Role of the Sac1 and proline-rich domains in 5-phosphatase intracellular location. We have shown that the Sac1 domain of Inp52p and the proline-rich regions of both Inp52p and Inp53p mediate the association of the proteins with actin patches during periods of osmotic stress. The Sac1 domain represents a 300-amino-acid conserved protein module that is present in the product of the SAC1 gene, three of the four yeast 5-phosphatases, and the mammalian homologue synaptojanin. Recent studies have indicated the Sac1 domains of Inp52p, Inp53p, and synaptojanin contain phosphoinositide phosphatase activity. In addition, loss of function of Sac1p results in a dramatic accumulation of PtdIns(4)P, PtdIns(3)P, and PtdIns(3,5)P₂ (16). It is noteworthy that although the yeast Sac1 protein has been localized to the endoplasmic reticulum and Golgi (49), it plays a role in the regulation of the actin cytoskeleton. Temperature-sensitive sac1 mutants grown at the nonpermissive temperature demonstrate loss of visible cables and delocalized actin patches randomly distributed between the mother cell and the bud (8, 35). Similarly, various spliced variants of synaptojanin are localized via the distinct C-terminal proline-rich regions to various compartments including the mitochondria; however the translocation of either of these Sac1-containing proteins has not been determined under stress conditions (34). The proline-rich domains of Inp52p and Inp53p contain multiple proline-rich motifs which could potentially allow interactions of the 5-phosphatases with a number of different proteins, in particular, with SH3 domains. We propose that under conditions of hyperosmotic stress, Inp52p and Inp53p translocate to actin patches, where they interact with patch proteins and regulate phosphoinositides and thereby the actin cytoskeleton.

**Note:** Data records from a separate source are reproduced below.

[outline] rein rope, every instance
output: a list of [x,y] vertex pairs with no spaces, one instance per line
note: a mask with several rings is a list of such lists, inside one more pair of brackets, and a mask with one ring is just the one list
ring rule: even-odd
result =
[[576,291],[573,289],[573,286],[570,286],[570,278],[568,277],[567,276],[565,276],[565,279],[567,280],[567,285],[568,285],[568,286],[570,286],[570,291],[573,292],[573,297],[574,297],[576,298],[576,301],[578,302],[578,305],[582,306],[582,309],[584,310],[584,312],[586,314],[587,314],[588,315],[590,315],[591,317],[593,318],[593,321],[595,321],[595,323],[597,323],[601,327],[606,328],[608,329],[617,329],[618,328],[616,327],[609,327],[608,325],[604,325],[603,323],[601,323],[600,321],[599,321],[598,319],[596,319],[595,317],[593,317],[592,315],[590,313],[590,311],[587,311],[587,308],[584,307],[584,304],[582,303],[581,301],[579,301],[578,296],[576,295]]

Colocalization of actin patches and finger-like invaginations. We investigated the intracellular location of Inp52p and Inp53p in an attempt to further define the cellular mechanisms mediating the thickened cell wall and massive plasma membrane invaginations observed in 5-phosphatase null mutant yeast. Mulholland et al. (33), using immunoelectron microscopy of ultrathin sections, demonstrated a relationship between plasma membrane invaginations and the accumulation of cortical actin observed in actin patches. In nonstressed cells, actin patches display a polarized localization, being present at sites of active cell growth (1, 24). These patches surround plasma membrane invaginations and appear to be attached to cables, which extend into the cell and which are postulated to transport cell wall components and possibly endocytic vesicles (21, 25, 33). In addition, it has been suggested that the plasma membrane invaginations are sites of cell wall synthesis (15) and are surrounded by cortical actin patches, which play an important role in the construction of the cell wall (25, 33). Patch components have also been postulated to be present in low concentrations at sites on the plasma membrane other than cortical actin patches, where they may contribute to receptor internalization (32, 38).

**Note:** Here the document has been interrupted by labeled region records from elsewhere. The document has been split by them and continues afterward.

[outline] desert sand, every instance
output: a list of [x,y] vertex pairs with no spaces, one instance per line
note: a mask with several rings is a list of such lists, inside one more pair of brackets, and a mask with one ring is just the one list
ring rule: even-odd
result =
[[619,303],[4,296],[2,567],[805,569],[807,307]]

Role of the 5-phosphatases in the yeast hyperosmotic stress response. Yeasts respond to osmotic pressure with changes in the actin cytoskeleton resulting in collapse of the osmotic gradient and disorganization of the actin cytoskeleton (6, 21). Cortical actin patches depolarize away from sites of active cell growth and actin cables collapse, resulting in a temporary pause in cell growth. The translocation of increased concentrations of 5-phosphatases to actin patches in response to hyperosmotic stress may mediate the localized hydrolysis of PtdIns(4,5)P₂ and thereby provide a mechanism allowing rapid repolarization of the actin cytoskeleton following hyperosmotic stress. Loss of function of both Inp52p and Inp53p is associated with depolarization of the actin cytoskeleton, while overexpression of 5-phosphatases results in a dramatic repolarization of actin patches in response to osmotic stress, which is dependent on PtdIns(4,5)P₂ 5-phosphatase activity. Collectively, these studies provide evidence for the mechanisms by which inositol polyphosphate 5-phosphatases may serve to regulate actin cytoskeletal reorganization following hyperosmotic stress.